I am wondering if pie does anything if the aslr is turned off on the system? Or is pie dependant on aslr? - linux

I am also wondering what does pie and what does aslr effect in memory as I understand, aslr randomizes addresses of libc base,stack and heap. And pie randomizes elf base and with that .text,.data,.bss,.rodata...
Is that correct or am I getting it wrong?
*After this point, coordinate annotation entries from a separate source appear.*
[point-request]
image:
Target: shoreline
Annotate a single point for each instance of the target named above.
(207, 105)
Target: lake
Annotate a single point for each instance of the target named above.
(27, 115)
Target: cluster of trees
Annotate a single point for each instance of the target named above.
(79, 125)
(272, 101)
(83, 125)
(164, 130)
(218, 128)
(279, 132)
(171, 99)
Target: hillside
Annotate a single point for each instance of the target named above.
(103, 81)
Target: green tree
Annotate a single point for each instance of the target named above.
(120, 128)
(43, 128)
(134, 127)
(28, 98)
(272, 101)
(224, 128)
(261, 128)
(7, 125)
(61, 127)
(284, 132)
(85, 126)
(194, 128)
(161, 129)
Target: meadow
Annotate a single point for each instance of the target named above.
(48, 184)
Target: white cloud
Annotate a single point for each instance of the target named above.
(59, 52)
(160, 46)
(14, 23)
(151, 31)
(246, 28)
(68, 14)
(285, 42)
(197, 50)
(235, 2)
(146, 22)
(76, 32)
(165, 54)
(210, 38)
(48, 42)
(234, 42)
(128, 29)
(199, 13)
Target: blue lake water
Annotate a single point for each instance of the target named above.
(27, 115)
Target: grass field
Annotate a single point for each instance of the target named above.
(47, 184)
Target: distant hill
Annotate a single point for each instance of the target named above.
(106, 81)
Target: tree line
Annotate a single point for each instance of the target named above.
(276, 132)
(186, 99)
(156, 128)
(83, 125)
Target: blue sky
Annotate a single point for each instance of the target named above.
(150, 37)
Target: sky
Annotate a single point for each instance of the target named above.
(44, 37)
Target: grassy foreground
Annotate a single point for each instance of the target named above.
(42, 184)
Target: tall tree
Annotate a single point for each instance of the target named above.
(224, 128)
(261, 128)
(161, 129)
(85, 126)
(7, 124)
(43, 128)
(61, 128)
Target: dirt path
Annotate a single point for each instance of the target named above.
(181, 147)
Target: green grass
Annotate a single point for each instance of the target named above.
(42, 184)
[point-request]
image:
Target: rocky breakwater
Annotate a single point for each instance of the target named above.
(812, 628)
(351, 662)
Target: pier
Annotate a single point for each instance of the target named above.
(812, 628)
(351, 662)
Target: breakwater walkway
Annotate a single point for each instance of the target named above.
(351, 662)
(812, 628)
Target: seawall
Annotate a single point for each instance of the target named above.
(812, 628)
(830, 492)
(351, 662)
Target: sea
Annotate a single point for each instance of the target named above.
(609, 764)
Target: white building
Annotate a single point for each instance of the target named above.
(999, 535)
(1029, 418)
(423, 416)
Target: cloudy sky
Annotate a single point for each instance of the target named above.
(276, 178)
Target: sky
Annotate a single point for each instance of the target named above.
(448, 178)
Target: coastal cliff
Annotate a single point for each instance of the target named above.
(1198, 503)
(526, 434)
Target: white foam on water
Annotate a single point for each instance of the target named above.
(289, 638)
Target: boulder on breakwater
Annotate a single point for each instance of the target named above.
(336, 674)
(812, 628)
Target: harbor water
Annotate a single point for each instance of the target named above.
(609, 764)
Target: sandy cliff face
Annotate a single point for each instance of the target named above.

PIE requires position-independent code, costing a small amount of performance. (Or a large amount like 15% on ISAs like 32-bit x86 that don't easily support PC-relative addressing). See 32-bit absolute addresses no longer allowed in x86-64 Linux?.
With ASLR disabled, e.g. when running under GDB or with it disabled system-wide, Linux chooses a base address of 0x0000555555555000 to map the executable, so objdump -d addresses relative to the file start like 0x4000 end up at that high virtual address.
A PIE executable is an ELF shared object (like a .so), as opposed to an ELF "executable". An ELF executable has a base address in the ELF headers, set by the linker, so absolute addresses can be hard-coded into the machine code and data without needing relocations for fixups. (That's why there's no way to ASLR a proper ELF executable, only a PIE).
The mechanism that supports PIE was originally just a fun hack of putting an entry point in a library. Later people realized it would be useful for ASLR for static code/data in executables to be possible, so this existing support became official. (Or something like that; I haven't read up on the history.)
But anyway, ASLR is enabled by PIE, but PIE is a thing even with ASLR disabled, if you want the most general non-technical description.

Related

why non-pic code can't be totally ASLR using run-time fixups?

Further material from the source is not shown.